しかしまた怒ってしまうのではないかと思うと理由を聞くのも若干引けてしまい、桜華はすっかり黙り込んでしまう。

そんな彼女の様子に気付いたのか、幸村は苦笑しながら言葉を紡いだ。


「どうして俺がここにいるのか気になってるんだよね?」

「!」

「蓮二がここまで桜華を運んでくれた後、俺も後を追ってここまで来たんだ。そしたら蓮二に、『桜華の傍にいてやれ、それが彼氏である精市の役目だ』って言われてね」

「そっか……」





桜華が目覚める少し前。
部長に説明を終え保健室に駆け付けた幸村は、柳に冷たく睨まれお叱りを受けていた。


『桜華の体調の異常に何故気付かなかったんだ精市』

『それは……』

『今日は二人とも部活開始前から様子が変だとは思っていたが……彼女の体調くらいきちんと把握してやれ』

『分かってるけど、でも……』

『でもなんて言葉は逃げだ。お前は桜華が好きなのだろう?大切なのだろう?だったら、気に入らない事があったからと無視するのではなく、ちゃんと話し合え。でなければ取り返しのつかない事になるぞ』

『……蓮二には何でもお見通しなんだね』

『お前たちの様子を見ていればすぐに分かる。……桜華が目覚めるまで、傍にいてやれ。それが彼氏である精市の役目だ』

『うん、分かったよ。ありがとう蓮二』

『あまりに桜華を蔑ろにするなら、今すぐにでもお前から奪うぞ。……お前以外にも桜華を好いている人間がいる事を忘れるな』

『肝に銘じておくよ』


柳のただならぬ雰囲気に、幸村は苦笑しつつも内心焦っていた。
柳も桜華の事が好きなのだ。
それも自分よりずっと前から、彼女の事を想っていたのだ。
そう思うと、柳の奪うという言葉がやけにリアルで、背筋に少しの寒気を感じた。


(俺も変な意地を張っていてはいけないな……)


柳のお叱りに幸村はやっと気持ちの落ち着きを取り戻し、桜華の眠るベッドの脇にある椅子に座った。


(早く目覚めて桜華……)


そしたらちゃんと君に謝れる。
そう心の中で呟きながら、彼女の頬をそっと撫でた。







「……精市」

「どうしたの……?」

「ごめんなさい」

「!」


まさかの桜華からの謝罪に幸村は焦った。
自分から謝るつもりでいた分、彼女からの謝罪に胸が苦しくなった。
体調が悪い時に自分が与えた精神的な苦痛はかなり堪えただろうに、それでも自分から謝ってくる事に、幸村は非常に情けなくなった。

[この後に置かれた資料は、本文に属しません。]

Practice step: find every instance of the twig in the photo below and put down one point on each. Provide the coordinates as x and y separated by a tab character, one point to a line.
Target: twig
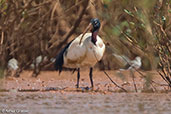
73	28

「私が嘘ついたから、嫌だったんだよね……。私ももし精市に嘘つかれたらいい気はしないもん」

「嘘をつかれたのは凄く悲しかったけど、何か理由があるんでしょ……?もしかして倒れた事と関係が……?」

「うん……」

「嫌ならもう無理には聞かない。ただ、桜華の事が心配なんだ……今日もこうして倒れたし。俺じゃ頼りないかな……?」

「そんな事ない……!」

「そっか、よかった。それだけで今は十分だよ」


十分だと言いながら笑う幸村の表情には少しの寂しさが混ざっているようで、桜華は胸を締め付けられた。
自分が悪いのに彼は許してくれてる。
その幸村の優しさに桜華は恥ずかしい気持ちをぐっと抑えて、座る様に起き上がるとゆっくりと口を開いた。


「……あのね」

「ん……?」

「私、今日生理が来たの」

「え……?」

「その、突然今日始まったからびっくりしちゃって……」

「せいり、って……」


桜華のまさかのカミングアウトに一瞬幸村の動きが止まった。
生理……彼はその言葉に聞き覚えはあるが、男の自分には大して関係ないものだと思っていた。
しかし目の前の彼女はその生理になったらしいのだ。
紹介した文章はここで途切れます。